4. You have to coordinate a lot more.
When you start a business with another human being, you learn to compromise. It really is like any other long-term relationship that takes practice and dedication. (My girlfriend constantly jokes that I should just marry Dan.)
What happens when you have to compromise on a daily basis? You have to coordinate a lot more meetings, make a lot more last-minute phone calls and sometimes drag yourself to the closest restaurant still open after midnight for an impromptu strategy session. Things just get done at a slower pace when you have a co-founder.
But that isn’t necessarily a bad thing. After all, 80 percent of all new businesses fail within the first 18 months. And an overwhelming number of them fail, not because the solopreneur couldn’t find clients or because the co-founders couldn’t get along, but because the company scaled too quickly.
What’s the best way to prevent your startup from scaling too quickly? You guessed it -- get a co-founder.
5. Two heads are better than one.
Common wisdom dictates that you shouldn’t start a company with a close friend or family member. When so much is on the line and the pressure is constantly on, the chances of things going south (along with your relationship) are very high.
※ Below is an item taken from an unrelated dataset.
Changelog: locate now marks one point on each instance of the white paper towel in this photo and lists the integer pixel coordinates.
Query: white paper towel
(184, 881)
But you know what Dan and I did have going for us? The fact that there were exactly two of us. Many of the most successful companies in history had exactly two founders. So, not only are two heads better than one, two founders are probably better than three or more.
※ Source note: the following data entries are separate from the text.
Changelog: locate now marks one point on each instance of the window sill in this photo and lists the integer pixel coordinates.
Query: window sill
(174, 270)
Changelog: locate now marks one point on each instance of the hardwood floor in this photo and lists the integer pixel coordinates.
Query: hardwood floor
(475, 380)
When there are too many people at the table or in the boardroom, it can be a recipe for disaster. I see this play out all the time on a much smaller scale during client kickoff calls. As an example, imagine getting just one client to pick one of hundreds of potential website designs. Next, try convincing five people to pick the same one.
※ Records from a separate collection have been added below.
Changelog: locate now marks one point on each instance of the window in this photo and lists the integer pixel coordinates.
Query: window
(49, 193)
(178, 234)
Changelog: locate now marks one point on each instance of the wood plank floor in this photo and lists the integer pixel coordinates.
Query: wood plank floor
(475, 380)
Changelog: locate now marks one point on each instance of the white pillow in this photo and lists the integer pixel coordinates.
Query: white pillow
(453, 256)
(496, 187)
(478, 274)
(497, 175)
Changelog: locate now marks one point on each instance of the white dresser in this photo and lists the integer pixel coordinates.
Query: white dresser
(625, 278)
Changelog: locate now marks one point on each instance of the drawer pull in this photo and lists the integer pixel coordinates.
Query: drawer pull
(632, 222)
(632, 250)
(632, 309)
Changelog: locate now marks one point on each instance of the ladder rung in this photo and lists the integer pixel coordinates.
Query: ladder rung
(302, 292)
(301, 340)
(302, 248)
Now, imagine trying to get four co-founders to pick out the same website design for your new company.
Do you have a co-founder in mind?
Thinking back, I realize that Dan and I were very lucky. We pretty much decided to start a business together on little more than a hunch, and we barely knew each other. Any number of things could have gone terribly, horribly wrong. But they didn’t, and I think I know why.
I’ll go back to my sailing analogy from another Entrepreneur post. You can steer your ship into stormy waters by yourself, surviving entirely on your own wit and determination. Or you can have a trusted sailor by your side, helping bail the water and man the helm when you’re tired.
Ask yourself -- which option is more appealing?